La propagande en ligne se fait sur des sites étrangers et les terroristes sont souvent radicalisés dans les pays voisins ou achètent des armes au-delà des frontières. De la même manière, beaucoup ont profité de la libre circulation que confère l’espace Schengen, pour échapper aux autorités françaises.

Dans un rapport daté d’octobre 2016 sur le financement des attentats de Paris, le Centre d’Analyse du Terrorisme démontrait qu'une approche non coordonnée en matière de lutte contre le financement des cellules terroristes permettait à celles-ci de contourner les mesures nationales, en profitant d'un accès aux pays voisins. Il faut le redire aujourd’hui, seule une harmonisation européenne pleine et entière des mesures de lutte contre le terrorisme s’avérera réellement efficace. Il faut une véritable réflexion européenne sur la question de l’identité numérique comme concept juridique. Il faut autant que possible limiter l’anonymat des transactions et des communications pour entraver la sécurité opérationnelle des terroristes. Rien ne sert d’interdire les cartes SIM anonymes en Belgique et en Allemagne si elles ne le sont pas en France.

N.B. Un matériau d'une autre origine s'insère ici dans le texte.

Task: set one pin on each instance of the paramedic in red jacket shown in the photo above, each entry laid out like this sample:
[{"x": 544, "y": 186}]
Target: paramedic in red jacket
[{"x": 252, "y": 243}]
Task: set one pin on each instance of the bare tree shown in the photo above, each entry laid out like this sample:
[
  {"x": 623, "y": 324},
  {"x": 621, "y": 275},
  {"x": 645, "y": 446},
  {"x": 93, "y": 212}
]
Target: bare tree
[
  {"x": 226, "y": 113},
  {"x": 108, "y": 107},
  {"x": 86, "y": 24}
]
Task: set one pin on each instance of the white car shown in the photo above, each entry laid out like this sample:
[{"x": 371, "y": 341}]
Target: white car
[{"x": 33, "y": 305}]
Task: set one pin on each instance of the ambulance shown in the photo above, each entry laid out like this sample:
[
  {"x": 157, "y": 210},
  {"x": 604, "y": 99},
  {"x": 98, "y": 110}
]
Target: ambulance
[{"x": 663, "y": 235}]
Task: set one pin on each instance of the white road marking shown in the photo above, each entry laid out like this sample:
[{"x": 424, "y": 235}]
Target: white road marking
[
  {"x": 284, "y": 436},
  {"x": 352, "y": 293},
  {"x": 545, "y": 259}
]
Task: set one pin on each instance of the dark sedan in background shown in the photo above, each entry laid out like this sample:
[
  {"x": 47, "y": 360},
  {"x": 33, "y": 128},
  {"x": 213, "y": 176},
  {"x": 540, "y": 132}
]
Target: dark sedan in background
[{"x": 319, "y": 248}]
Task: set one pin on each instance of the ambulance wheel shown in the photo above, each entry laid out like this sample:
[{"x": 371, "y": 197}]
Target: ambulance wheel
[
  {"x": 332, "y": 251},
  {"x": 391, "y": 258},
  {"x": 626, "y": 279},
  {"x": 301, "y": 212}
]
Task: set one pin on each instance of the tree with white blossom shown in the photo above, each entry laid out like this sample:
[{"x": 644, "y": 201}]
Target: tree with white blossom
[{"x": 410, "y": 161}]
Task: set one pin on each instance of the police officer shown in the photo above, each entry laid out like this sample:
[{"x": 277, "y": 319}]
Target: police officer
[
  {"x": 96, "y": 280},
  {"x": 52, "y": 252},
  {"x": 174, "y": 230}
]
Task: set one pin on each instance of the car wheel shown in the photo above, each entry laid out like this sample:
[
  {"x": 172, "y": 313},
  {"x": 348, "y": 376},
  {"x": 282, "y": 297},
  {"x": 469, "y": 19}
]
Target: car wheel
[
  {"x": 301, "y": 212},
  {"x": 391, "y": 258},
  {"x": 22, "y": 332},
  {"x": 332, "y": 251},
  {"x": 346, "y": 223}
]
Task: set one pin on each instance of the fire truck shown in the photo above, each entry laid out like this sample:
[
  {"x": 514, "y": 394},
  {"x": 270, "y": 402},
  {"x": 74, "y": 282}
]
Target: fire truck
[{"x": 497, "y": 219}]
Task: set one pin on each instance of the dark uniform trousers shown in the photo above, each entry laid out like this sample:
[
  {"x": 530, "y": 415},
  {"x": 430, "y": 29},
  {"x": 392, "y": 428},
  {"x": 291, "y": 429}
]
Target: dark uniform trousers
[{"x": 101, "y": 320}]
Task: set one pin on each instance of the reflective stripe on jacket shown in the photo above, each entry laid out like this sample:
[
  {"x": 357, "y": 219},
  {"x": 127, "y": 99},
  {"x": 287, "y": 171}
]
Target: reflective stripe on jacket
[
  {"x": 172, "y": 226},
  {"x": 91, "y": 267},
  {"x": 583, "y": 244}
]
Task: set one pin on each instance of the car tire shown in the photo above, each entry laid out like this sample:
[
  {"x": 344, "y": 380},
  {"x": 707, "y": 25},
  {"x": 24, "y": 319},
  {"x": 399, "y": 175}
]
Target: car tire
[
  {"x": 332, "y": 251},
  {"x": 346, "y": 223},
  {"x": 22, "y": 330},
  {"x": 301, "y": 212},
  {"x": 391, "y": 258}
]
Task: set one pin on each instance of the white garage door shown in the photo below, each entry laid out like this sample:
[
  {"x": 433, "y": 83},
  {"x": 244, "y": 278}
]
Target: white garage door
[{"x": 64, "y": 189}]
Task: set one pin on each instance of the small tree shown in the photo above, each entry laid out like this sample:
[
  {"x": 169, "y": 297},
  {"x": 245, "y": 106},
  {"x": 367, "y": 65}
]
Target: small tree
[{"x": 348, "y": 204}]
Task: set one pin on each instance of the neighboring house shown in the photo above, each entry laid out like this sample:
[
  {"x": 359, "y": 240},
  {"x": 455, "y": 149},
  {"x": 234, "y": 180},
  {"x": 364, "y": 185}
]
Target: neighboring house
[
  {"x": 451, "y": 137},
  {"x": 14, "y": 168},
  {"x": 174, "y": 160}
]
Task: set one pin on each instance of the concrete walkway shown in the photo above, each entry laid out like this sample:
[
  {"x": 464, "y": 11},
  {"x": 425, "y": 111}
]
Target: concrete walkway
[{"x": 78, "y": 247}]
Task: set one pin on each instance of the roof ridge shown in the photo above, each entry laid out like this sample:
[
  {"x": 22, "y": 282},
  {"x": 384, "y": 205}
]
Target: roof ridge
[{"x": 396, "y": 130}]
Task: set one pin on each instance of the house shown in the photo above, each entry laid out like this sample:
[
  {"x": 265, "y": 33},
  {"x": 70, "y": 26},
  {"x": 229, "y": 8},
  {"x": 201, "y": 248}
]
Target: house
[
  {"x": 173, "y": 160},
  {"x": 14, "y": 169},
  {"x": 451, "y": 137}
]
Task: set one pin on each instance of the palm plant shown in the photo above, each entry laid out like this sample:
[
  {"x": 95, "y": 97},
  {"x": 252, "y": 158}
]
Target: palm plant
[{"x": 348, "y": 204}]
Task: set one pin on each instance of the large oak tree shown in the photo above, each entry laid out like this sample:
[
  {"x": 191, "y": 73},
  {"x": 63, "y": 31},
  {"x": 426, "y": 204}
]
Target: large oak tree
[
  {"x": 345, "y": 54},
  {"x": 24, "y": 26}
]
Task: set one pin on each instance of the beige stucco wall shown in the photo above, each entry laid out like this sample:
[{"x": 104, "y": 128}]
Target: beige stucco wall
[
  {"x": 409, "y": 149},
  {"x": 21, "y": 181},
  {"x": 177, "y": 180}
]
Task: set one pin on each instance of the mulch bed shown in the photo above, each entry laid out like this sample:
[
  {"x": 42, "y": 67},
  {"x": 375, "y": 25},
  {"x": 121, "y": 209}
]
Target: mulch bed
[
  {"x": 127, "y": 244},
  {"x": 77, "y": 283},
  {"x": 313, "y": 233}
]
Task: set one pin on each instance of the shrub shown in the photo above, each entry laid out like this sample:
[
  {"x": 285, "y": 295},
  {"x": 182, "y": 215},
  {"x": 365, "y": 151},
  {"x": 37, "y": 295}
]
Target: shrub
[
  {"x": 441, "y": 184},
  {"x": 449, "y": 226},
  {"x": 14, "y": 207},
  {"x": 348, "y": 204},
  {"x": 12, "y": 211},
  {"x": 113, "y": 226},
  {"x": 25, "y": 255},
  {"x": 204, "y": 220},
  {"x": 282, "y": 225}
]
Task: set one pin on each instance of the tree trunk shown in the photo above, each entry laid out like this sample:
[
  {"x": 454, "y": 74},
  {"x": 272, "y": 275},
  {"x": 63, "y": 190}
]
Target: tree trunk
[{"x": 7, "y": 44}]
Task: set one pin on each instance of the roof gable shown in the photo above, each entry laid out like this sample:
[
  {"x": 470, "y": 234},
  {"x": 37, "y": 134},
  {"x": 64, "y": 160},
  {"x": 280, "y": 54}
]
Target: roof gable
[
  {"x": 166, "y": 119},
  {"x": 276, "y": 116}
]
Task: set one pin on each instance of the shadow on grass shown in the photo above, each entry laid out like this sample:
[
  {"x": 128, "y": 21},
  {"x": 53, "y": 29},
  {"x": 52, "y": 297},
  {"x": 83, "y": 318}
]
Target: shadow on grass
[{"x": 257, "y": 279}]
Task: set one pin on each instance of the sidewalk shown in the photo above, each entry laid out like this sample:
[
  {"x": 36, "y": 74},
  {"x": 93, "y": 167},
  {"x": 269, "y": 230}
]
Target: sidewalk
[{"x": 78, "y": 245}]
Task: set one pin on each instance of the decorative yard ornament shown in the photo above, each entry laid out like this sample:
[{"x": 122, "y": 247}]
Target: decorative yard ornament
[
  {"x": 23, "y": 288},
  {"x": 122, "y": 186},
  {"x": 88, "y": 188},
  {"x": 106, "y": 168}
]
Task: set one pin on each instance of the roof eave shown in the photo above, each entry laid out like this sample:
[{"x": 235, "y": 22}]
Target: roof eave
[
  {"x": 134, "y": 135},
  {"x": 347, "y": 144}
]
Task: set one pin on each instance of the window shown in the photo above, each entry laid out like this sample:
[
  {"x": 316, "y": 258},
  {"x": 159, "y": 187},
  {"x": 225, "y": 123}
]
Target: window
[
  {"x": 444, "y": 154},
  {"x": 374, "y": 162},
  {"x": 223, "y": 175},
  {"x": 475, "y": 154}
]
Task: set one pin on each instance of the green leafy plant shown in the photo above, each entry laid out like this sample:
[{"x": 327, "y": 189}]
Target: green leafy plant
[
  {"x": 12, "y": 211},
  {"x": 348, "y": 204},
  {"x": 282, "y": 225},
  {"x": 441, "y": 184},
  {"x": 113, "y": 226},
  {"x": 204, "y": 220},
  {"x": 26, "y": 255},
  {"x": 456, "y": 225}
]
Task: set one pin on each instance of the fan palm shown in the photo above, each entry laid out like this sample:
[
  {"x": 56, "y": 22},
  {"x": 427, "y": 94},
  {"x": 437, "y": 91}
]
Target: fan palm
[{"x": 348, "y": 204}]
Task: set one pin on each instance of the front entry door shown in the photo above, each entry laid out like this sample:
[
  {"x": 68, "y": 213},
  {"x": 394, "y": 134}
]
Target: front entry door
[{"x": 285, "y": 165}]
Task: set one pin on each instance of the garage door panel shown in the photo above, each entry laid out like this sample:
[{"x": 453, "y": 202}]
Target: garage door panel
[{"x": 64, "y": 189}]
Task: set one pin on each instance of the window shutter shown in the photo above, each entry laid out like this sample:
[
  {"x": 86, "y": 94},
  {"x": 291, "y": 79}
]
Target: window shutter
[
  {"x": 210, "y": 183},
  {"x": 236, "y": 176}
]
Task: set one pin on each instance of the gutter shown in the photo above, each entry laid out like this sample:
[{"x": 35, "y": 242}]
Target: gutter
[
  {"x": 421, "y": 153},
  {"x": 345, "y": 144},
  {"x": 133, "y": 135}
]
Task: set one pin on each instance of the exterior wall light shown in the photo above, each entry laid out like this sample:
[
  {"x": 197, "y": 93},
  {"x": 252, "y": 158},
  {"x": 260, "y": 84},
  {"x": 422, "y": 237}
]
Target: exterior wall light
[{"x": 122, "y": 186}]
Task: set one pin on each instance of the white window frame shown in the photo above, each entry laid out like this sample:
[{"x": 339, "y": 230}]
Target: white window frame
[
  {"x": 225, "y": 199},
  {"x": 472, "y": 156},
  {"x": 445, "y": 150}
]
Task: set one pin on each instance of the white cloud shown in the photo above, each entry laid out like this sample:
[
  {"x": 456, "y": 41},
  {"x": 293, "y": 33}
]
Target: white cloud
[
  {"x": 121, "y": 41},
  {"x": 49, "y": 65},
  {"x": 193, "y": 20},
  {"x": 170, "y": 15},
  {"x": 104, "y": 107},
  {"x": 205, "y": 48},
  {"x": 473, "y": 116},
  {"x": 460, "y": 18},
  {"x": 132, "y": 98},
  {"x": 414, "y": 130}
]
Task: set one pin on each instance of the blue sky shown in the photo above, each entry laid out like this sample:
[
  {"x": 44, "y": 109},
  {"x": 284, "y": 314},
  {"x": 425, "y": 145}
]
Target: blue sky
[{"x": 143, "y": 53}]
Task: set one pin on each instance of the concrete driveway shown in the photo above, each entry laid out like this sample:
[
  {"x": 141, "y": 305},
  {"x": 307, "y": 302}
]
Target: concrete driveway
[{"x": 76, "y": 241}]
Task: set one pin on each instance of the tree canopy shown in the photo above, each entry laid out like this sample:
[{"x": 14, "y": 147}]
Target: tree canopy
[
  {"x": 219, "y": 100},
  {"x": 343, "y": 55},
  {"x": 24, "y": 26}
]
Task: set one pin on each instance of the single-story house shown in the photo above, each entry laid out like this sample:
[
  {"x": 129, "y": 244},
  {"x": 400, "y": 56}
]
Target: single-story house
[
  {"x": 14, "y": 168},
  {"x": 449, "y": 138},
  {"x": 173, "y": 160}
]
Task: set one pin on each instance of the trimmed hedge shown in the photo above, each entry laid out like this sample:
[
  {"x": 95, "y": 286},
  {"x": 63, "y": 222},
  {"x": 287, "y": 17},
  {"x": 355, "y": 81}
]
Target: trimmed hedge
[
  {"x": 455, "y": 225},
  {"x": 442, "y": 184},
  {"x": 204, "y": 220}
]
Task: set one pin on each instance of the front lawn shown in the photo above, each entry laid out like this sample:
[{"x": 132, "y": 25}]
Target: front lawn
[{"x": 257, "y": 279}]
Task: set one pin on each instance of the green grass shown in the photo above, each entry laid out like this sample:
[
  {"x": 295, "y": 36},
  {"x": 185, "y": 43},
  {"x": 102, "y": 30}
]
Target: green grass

Un certain nombre de mesures harmonisées au niveau européen permettraient de mieux empêcher que de telles attaques puissent être préparées. Celles-ci comprennent l’harmonisation des procédures ; la systématisation des vérifications strictes de l’identité et de l’authenticité des pièces justificatives pour l’accès au crédit ou aux services prépayés ; ou encore la centralisation des informations détenues par les organismes de lutte contre la fraude et le financement du terrorisme des États membres pour rendre plus efficace le signalement d’activités suspectes.

La croissance continue du nombre d’attentats en Europe depuis 2013 démontre s’il en était encore besoin que les efforts doivent porter vers une véritable politique d’échange d’informations entre les services de renseignement. Dans ce domaine, l’espoir est toutefois permis : les services européens de sécurité ont fait quelques progrès, comme les récentes améliorations apportées au système d'information Schengen qui rendent plus efficaces les signalements transfrontaliers d'infractions terroristes (comme l’a annoncé la Commission le 28 décembre dernier).

Jean-Charles Brisard est le Président du Centre d'Analyse du Terrorisme (CAT) , conseiller senior au Counter Extremism Project et un spécialiste dans le domaine de terrorisme et son financement.